31999R2800

Verordening (EG) nr. 2800/1999 van de Commissie van 17 december 1999 tot vaststelling van een overgangsregeling inzake de betaling van de bij Verordening (EG) nr. 1255/1999 van de Raad ingestelde steun voor op het grondgebied van een andere lidstaat gedenatureerde of tot mengvoeder voor dieren verwerkte mageremelkpoeder en tot intrekking van Verordening (EEG) nr. 1624/76

Publicatieblad Nr. L 340 van 31/12/1999 blz. 0028 - 0028


VERORDENING (EG) Nr. 2800/1999 VAN DE COMMISSIE

van 17 december 1999

tot vaststelling van een overgangsregeling inzake de betaling van de bij Verordening (EG) nr. 1255/1999 van de Raad ingestelde steun voor op het grondgebied van een andere lidstaat gedenatureerde of tot mengvoeder voor dieren verwerkte mageremelkpoeder en tot intrekking van Verordening (EEG) nr. 1624/76

DE COMMISSIE VAN DE EUROPESE GEMEENSCHAPPEN,

Gelet op het Verdrag tot oprichting van de Europese Gemeenschap,

Gelet op Verordening (EG) nr. 1255/1999 van de Raad van 17 mei 1999 houdende een gemeenschappelijke ordening der markten in de sector melk en zuivelproducten(1), en met name op artikel 15,

Overwegende hetgeen volgt:

(1) Artikel 11 van Verordening (EG) nr. 1255/1999 bevat de bepalingen betreffende de toekenning van steun voor mageremelkpoeder dat voor voederdoeleinden wordt gebruikt en vervangt Verordening (EEG) nr. 986/68 van de Raad van 15 juli 1968 houdende vaststelling van de algemene voorschriften voor de toekenning van steun voor ondermelk en mageremelkpoeder bestemd voor voederdoeleinden(2), laatstelijk gewijzigd bij Verordening (EG) nr. 1802/95 van de Commissie(3). In artikel 3, lid 1, derde alinea, van Verordening (EEG) nr. 986/68 is bepaald dat een lidstaat steun kan toekennen voor mageremelkpoeder dat op zijn eigen grondgebied is geproduceerd, als het op het grondgebied van een andere lidstaat wordt gedenatureerd of tot mengvoeder wordt verwerkt.

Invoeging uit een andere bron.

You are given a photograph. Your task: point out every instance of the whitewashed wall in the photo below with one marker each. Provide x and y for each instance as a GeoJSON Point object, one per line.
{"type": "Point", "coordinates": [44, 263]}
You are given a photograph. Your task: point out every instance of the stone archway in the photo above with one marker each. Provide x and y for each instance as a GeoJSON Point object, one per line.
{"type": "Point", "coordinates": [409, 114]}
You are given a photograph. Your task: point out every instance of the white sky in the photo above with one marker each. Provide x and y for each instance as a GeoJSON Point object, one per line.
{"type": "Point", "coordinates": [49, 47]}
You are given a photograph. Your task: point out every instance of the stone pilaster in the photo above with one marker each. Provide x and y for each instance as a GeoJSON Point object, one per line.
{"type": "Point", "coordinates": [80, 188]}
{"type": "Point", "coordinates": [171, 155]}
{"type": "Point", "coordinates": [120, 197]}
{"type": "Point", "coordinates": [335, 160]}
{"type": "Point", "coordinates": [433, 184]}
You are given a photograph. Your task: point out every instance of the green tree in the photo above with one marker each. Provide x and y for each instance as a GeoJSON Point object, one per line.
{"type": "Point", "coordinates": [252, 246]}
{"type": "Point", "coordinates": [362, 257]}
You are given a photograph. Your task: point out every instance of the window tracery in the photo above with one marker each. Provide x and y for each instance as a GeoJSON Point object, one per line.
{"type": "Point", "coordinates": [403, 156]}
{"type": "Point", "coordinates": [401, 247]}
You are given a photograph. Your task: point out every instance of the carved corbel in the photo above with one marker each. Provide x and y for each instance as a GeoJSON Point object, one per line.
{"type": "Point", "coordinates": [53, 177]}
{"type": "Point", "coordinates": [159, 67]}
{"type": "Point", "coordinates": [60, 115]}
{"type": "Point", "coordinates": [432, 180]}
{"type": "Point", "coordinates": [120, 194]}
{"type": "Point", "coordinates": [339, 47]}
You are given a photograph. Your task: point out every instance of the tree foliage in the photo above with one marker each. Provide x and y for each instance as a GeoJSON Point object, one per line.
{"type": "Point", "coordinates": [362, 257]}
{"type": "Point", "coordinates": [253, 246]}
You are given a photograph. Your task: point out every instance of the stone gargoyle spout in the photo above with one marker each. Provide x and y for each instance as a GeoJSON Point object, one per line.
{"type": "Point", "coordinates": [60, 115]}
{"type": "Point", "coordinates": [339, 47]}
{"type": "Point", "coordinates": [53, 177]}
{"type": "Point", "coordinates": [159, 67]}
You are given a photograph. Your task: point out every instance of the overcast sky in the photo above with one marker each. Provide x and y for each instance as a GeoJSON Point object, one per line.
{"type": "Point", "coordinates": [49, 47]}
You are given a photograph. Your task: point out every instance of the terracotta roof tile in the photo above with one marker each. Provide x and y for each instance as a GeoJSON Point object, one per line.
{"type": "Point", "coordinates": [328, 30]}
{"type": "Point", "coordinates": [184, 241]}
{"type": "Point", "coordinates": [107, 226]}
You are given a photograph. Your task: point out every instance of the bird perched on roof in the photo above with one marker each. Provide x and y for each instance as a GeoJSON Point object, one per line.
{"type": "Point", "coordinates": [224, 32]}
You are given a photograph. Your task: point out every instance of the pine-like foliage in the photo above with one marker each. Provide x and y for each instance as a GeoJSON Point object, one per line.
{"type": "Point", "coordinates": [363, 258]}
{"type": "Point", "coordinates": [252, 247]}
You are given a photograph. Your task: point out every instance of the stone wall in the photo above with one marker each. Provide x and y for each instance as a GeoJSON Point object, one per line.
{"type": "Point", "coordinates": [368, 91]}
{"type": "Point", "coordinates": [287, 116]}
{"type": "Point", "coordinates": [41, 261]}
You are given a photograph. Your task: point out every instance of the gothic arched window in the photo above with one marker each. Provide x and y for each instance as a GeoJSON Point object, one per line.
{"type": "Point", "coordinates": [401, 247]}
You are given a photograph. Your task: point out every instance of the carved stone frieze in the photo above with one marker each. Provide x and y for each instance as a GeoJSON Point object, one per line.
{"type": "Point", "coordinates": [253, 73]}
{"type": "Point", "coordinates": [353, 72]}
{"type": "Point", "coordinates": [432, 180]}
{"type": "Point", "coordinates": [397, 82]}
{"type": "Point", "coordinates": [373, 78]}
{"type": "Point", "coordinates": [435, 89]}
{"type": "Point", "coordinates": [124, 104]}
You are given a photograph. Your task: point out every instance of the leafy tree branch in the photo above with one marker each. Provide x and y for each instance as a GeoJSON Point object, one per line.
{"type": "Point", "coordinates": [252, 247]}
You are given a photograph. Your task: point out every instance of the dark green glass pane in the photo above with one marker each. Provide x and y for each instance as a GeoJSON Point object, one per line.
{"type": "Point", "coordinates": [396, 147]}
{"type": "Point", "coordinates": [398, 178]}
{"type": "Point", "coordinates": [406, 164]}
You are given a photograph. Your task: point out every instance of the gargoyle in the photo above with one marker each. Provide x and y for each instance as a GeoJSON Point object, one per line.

(2) De ervaring leert dat deze bijzondere betalingsregeling de uitvoering van de betrokken steunmaatregel bemoeilijkt en fraudegevoeliger maakt. Deze regeling, waarvan de toepassingsbepalingen zijn vastgesteld bij Verordening (EEG) nr. 1624/76 van de Commissie(4), laatstelijk gewijzigd bij Verordening (EG) nr. 3337/94(5), moet derhalve worden ingetrokken. Het lijkt evenwel noodzakelijk deze regeling gedurende zes maanden te blijven toepassen, opdat de betrokken lidstaten de normale betalingsregeling gemakkelijker kunnen invoeren. Hiertoe moet voor de betrokken periode een op Verordening (EEG) nr. 1624/76 gebaseerde overgangsregeling worden getroffen.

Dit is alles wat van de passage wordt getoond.